Archives pour la catégorie philosophie

Le premier jour où j’ai décidé de me déplacer autrement …

Chaque jour, il y a plusieurs millions de décision concernant les transports : individuellement, nous choisissons un mode de transport à chaque fois ou nous faisons comme d'habitude, nous choisissons tel itinéraire ou le trajet habituel, nous acceptons de prendre un collègue de travail sur le chemin ou pas, nous planifions nos déplacements/achats/activités ou pas, nous utilisons un mode actif de déplacement (vélo ou marche).

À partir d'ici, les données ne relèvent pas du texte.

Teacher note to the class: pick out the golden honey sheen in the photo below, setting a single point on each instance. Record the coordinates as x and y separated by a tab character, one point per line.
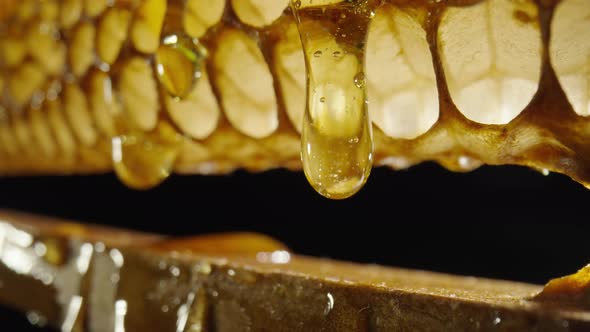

Nous en sommes individuellement et collectivemment responsables. Ces décisions, ou absences de décision, ont toutes des conséquences directes connues, quantifiées : congestion, pollutions, émissions de GES et coûts économiques. En général, ce sont ces éléments  qui sont invoqués pour tenter de faire changer les comportements ou pour justifier d'une certaine pratique. Ils évoquent des considérations individuelles (le coût, le temps perdu) et collectives (congestion, pollutions), et sont liées à des richesses échangeables et quantifiables (notre monnaie) et des richesses uniquement quantifiables (pureté de l'air, temps "perdu ou gagné"). Mais est ce que nous agissons uniquement pour optimiser ces paramètres ? Sommes nous uniquement des économistes comptables ?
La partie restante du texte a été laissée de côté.